Reputation: 8025
I am trying to concat all my columns into a new column. The concatenated values should be stored in a list.
My dataframe:
df = pd.DataFrame({'A': ['1', '2', nan],
'B': [nan, '5', nan],
'C': ['7', nan, '9']})
desired output:
df:
A B C concat_col
1 nan 7 [1,7]
2 5 nan [2,5]
nan nan 9 [9]
What i tried:
df['concat'] = pd.Series(df.fillna('').values.tolist()).str.join(',')
Output i got:
A B C concat_col
1 nan 7 1,,7
2 5 nan 2,5,,
nan nan 9 ,,9
Upvotes: 1
Views: 4197
Reputation: 164673
You can use a list comprehension, taking advantage of the fact np.nan != np.nan
:
df['D'] = [[i for i in row if i == i] for row in df.values]
print(df)
A B C D
0 1 NaN 7 [1, 7]
1 2 5 NaN [2, 5]
2 NaN NaN 9 [9]
Counter-intuitively, this is more efficient than Pandas methods:
df = pd.concat([df]*10000, ignore_index=True)

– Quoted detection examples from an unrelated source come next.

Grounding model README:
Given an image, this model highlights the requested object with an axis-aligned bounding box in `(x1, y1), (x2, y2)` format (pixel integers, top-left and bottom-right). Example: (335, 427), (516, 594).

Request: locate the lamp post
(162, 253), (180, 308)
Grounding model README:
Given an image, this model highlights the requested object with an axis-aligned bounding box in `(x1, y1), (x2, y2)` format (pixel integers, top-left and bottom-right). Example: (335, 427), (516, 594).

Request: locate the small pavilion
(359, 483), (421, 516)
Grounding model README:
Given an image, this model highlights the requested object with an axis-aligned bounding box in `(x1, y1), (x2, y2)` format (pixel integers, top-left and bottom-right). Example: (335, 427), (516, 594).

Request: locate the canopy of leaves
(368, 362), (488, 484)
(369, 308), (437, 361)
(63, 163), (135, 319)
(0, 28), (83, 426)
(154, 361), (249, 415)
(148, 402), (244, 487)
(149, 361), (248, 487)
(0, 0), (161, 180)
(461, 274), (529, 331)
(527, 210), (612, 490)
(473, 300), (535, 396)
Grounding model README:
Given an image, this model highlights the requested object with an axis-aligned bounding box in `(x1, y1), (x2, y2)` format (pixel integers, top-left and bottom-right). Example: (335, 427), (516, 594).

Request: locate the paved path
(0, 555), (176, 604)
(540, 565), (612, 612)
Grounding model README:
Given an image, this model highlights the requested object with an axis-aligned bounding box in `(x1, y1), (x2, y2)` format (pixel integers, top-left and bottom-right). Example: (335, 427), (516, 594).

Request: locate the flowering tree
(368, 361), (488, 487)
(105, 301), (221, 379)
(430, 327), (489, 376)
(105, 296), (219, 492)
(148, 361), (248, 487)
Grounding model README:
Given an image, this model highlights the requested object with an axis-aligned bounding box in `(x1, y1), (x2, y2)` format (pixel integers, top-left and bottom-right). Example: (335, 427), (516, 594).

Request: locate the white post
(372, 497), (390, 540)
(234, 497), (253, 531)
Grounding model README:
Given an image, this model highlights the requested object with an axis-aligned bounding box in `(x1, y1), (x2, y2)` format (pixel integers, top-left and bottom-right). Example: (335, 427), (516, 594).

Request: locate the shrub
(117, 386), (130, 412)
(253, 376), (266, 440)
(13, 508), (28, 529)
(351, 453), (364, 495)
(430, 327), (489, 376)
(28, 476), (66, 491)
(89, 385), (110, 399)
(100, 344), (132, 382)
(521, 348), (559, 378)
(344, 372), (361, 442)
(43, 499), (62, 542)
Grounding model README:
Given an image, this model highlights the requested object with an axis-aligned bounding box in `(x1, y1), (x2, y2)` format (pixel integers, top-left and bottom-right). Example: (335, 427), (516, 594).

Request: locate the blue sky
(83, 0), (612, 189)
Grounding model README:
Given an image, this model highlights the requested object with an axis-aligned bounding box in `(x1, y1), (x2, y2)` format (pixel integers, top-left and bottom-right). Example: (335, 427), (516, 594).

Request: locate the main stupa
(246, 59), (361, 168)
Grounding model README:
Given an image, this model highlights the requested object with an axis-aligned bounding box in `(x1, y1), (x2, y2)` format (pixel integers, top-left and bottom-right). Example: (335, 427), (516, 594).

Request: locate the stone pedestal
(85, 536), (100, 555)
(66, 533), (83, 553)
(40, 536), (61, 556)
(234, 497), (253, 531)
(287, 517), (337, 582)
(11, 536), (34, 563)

%timeit df.apply(lambda row: row.dropna().tolist(), axis=1) # 8.25 s
%timeit [[i for i in row if i == i] for row in df.values] # 55.6 ms
Upvotes: 4
Reputation: 1704
The following code should work:
df['concat_col']=df.apply(lambda row: row.dropna().tolist(), axis=1)
Upvotes: 3